We realize that the statement we just made might have taken a few of you by surprise, so allow us to justify it. As we’ve been told ever since we were children, Columbus ‘sailed the ocean blue’ in 1492 and became the first European to find the Americas. The arrival of Columbus started us down the path that led to the establishment of the United States of America that we know and love today. That part is correct – Columbus (accidental) discovery did indeed prompt further travel from Europe and eventually led to the colonization of both the north and south continents. The notion that he was an intrepid traveler on a journey to prove the world was round, though, is a lie. He was simply looking for a faster way to reach the East Indies and open up a new trade route. If anything, the unexpected continent he landed on got in his way. In any event, the Vikings had him beat in terms of being the first European visitor by around five hundred years. We know this because of the existence of the historical site of L’Anse Aux Meadows in Newfoundland, Canada.

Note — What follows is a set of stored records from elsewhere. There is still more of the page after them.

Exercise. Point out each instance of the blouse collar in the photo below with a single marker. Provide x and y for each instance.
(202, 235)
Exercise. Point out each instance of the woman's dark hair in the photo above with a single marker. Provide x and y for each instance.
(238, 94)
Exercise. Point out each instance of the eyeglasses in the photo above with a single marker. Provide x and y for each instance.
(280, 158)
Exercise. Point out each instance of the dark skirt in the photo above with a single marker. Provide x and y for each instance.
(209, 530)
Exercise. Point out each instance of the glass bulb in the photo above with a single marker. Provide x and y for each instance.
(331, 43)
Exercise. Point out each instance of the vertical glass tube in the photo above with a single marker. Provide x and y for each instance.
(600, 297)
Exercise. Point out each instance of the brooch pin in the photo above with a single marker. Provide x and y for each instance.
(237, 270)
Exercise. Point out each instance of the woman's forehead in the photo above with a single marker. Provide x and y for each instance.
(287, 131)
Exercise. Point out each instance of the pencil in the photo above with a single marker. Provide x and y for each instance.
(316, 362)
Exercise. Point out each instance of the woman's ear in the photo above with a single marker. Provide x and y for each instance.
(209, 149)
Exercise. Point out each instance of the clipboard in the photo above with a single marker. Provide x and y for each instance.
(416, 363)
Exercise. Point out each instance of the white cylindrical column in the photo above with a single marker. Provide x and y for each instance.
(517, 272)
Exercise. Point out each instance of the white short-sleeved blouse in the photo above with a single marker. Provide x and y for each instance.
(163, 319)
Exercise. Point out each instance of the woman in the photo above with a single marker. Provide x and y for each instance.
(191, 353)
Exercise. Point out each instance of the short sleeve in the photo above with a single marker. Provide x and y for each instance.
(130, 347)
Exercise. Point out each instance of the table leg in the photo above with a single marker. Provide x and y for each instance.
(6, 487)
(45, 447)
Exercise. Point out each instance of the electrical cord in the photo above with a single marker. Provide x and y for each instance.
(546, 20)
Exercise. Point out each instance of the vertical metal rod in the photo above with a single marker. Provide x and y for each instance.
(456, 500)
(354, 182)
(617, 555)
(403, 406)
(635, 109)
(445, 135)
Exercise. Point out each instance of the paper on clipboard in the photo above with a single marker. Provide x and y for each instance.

L’Anse aux Meadows, which you’ll find in the vicinity of Saint Lunaire-Griquiet, is not a large settlement. It consists of little more than a few basic buildings constructed of sod pulled over wooden frames. This was the place that the Vikings referred to as ‘Vinland’ and was the most remote of all their settlements. It’s highly likely that the twenty-or-so Vikings who founded the settlement got lost and, like Columbus, found the continent by accident. The difference is that they did it during the late 9th or early 10th century. The buildings appear to have been used for boat repair and iron working, raising the possibility that this was a ‘stopping off point’ for Viking ships traveling to destinations even further from their home nations. Historians have concluded that the Vikings stayed here for around fifteen years before moving on – probably to return back home. What’s indisputable, though, is that it’s a real Viking settlement and that it pre-dates Columbus by several centuries.

Earlier this month, the Trump administration released a statement attacking the ‘radical activists’ who they said were seeking to undermine the legacy of Christopher Columbus. We think that’s a little unfair. There isn’t necessarily anything wrong with continuing to celebrate Columbus Day because none of us would be here if it weren’t for the chain of events that was kick-started by his arrival on the ‘New World.’ That doesn’t mean we can’t change the story to fit the facts, though. We can still look to and name Columbus as the man who brought significant change to these lands – but we should stop telling people that he was the first. We do no favors to our children or to our collective wisdom when we continue to deny the facts that are right in front of our eyes.